Results: Levels of autism symptomology significantly differed between youth groups. ASD probands displayed significantly higher levels of symptomology relative to controls and siblings (ts < 9.14, ps > 0.001) but siblings and control youth did not significantly differ on measures of autism symptomology (ts < 0.77, ps > .44). Fathers of ASD probands displayed significantly greater autism symptomology relative to control fathers (t = 2.33, p = 0.03) but group differences were not present among mothers (|ts| < 1.30, ps > .20). Repeated measures ANOVAs on ERN amplitude revealed a significant main effect of Accuracy (F = 161.96, p < 0.001) but no significant main effects or interactions with Group (|Fs| < 1.82, ps > .10). Significant main effects of Accuracy were observed for error rates (F = 430.91, p < 0.001) and RTs (F = 739.99, p < 0.001). For error rates, the interaction with Group was not significant (F = .47, p = 0.83) but the main effect of Group was significant (F = 7.74, p < 0.001). For RTs, the Accuracy x Group interaction (F = 9.59, p < 0.001) and main effect of Group were significant (F = 1.22, p = 0.30). However, there were no significant differences between youth or parent groups for error rates or RTs (|Fs| < 1.07, ps > .35).

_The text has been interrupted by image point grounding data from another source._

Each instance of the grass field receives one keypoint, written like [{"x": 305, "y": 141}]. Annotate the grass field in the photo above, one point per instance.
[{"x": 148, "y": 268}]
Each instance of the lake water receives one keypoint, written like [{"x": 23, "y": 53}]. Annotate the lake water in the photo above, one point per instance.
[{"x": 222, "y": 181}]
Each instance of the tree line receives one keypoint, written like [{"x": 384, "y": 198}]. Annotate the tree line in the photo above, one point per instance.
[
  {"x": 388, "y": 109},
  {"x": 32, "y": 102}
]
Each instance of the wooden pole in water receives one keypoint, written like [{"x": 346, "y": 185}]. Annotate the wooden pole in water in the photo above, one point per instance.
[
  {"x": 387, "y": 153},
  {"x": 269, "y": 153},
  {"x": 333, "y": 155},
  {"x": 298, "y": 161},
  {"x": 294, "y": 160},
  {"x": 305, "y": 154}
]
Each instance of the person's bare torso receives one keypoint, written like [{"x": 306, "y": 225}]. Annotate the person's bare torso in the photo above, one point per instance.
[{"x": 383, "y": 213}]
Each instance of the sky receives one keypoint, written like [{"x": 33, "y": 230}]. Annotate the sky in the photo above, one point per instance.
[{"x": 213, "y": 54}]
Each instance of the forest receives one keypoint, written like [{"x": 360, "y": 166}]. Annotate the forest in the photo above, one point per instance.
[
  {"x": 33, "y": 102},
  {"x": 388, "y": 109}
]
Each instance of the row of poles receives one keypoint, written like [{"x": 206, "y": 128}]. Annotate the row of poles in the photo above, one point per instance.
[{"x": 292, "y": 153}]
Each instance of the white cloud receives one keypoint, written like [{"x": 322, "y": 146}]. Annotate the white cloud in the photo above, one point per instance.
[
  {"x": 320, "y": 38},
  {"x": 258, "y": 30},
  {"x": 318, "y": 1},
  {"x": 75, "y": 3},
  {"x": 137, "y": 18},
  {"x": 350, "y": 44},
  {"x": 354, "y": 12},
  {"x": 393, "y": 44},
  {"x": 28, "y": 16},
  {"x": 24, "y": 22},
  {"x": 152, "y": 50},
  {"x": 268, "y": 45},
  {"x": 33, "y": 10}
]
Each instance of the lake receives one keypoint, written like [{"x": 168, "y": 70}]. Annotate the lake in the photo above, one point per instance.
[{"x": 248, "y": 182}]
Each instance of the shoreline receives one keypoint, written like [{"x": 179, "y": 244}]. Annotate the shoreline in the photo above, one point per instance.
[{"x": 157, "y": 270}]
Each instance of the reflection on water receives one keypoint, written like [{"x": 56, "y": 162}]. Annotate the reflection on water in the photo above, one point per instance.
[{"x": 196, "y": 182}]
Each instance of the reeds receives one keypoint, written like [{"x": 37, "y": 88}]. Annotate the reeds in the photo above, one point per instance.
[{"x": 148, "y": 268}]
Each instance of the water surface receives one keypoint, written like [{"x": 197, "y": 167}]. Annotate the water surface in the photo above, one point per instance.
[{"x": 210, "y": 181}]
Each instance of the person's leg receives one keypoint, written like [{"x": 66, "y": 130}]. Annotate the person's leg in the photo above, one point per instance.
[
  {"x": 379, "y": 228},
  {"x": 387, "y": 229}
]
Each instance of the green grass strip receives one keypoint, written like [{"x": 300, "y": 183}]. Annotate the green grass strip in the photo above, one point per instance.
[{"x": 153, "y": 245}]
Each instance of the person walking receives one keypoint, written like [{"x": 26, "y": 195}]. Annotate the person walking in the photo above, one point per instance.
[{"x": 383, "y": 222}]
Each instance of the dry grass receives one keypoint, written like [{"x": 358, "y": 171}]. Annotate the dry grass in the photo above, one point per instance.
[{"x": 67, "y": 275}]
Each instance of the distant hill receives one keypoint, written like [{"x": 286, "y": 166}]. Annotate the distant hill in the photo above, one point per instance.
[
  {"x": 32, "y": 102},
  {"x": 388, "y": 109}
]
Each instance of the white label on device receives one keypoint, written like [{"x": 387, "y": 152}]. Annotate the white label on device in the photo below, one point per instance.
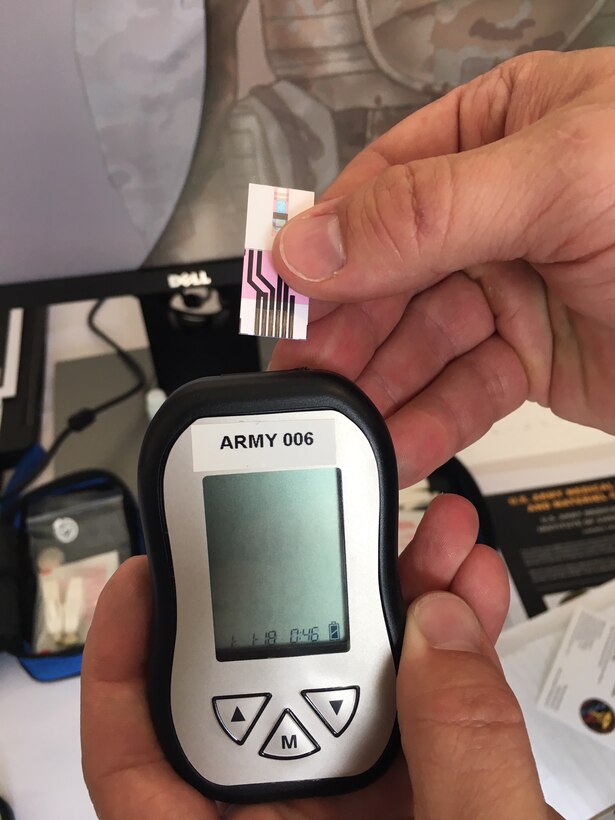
[{"x": 262, "y": 445}]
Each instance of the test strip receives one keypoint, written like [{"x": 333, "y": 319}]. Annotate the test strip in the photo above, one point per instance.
[{"x": 269, "y": 307}]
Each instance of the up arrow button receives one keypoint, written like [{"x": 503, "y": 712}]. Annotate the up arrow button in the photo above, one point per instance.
[
  {"x": 335, "y": 707},
  {"x": 237, "y": 714}
]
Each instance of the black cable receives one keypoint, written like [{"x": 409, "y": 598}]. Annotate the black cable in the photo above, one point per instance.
[{"x": 87, "y": 415}]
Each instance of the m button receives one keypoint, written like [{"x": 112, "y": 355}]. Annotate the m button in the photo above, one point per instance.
[{"x": 289, "y": 739}]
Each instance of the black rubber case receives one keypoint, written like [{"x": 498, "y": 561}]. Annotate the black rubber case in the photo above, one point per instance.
[{"x": 256, "y": 393}]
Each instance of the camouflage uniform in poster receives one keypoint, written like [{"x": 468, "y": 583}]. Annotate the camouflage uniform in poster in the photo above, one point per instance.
[{"x": 295, "y": 88}]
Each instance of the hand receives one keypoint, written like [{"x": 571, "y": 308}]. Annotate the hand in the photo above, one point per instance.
[
  {"x": 462, "y": 729},
  {"x": 465, "y": 261}
]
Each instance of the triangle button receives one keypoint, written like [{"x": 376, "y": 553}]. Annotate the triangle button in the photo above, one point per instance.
[
  {"x": 237, "y": 714},
  {"x": 335, "y": 707}
]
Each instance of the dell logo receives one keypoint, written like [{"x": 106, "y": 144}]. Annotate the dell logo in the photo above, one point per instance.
[{"x": 188, "y": 279}]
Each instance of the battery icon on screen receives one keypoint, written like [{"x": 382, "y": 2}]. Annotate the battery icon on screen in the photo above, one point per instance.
[{"x": 334, "y": 631}]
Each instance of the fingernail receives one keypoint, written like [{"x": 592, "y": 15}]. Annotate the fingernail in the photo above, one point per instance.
[
  {"x": 312, "y": 247},
  {"x": 447, "y": 622}
]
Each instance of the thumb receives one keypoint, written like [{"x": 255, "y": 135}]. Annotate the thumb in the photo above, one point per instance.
[
  {"x": 462, "y": 730},
  {"x": 415, "y": 223}
]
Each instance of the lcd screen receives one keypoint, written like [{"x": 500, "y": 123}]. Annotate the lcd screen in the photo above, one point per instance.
[{"x": 277, "y": 563}]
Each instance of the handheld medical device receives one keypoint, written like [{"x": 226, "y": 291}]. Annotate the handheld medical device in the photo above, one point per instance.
[{"x": 269, "y": 504}]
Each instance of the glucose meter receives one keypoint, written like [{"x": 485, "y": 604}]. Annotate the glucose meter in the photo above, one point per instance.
[{"x": 269, "y": 505}]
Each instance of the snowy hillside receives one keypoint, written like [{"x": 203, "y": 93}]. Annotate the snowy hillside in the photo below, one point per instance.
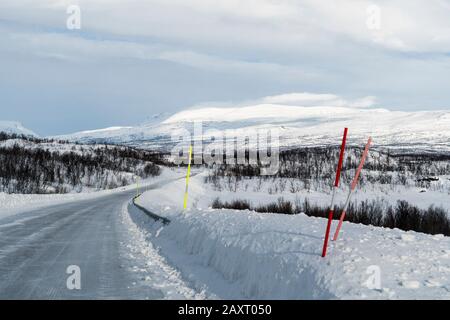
[
  {"x": 15, "y": 127},
  {"x": 302, "y": 119}
]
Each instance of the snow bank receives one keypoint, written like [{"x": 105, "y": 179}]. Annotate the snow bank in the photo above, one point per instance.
[
  {"x": 242, "y": 254},
  {"x": 15, "y": 203}
]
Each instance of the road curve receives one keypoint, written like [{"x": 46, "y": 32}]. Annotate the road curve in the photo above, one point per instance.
[{"x": 37, "y": 246}]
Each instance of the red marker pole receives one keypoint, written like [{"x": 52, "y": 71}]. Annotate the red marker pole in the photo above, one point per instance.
[
  {"x": 336, "y": 184},
  {"x": 352, "y": 188}
]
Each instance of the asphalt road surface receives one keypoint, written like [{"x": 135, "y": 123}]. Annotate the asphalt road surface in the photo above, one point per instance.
[{"x": 37, "y": 247}]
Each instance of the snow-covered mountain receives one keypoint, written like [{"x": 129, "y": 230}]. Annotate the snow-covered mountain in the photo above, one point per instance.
[
  {"x": 15, "y": 127},
  {"x": 301, "y": 121}
]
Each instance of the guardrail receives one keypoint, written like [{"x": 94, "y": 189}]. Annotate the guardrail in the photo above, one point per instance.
[{"x": 150, "y": 214}]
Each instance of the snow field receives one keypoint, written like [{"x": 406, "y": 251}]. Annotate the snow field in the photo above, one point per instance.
[{"x": 234, "y": 254}]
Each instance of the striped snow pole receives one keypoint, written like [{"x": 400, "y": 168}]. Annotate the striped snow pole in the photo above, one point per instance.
[
  {"x": 187, "y": 178},
  {"x": 352, "y": 188},
  {"x": 336, "y": 184}
]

Conclusions: Although groups differed on measures of autism symptomology, no group differences were present for electrophysiological or behavioral data. These findings suggest that autism may not be consistently associated with reduced performance monitoring and that the ERN may not qualify as an endophenotype for ASD. Given the heterogeneity of previous studies, replication is warranted.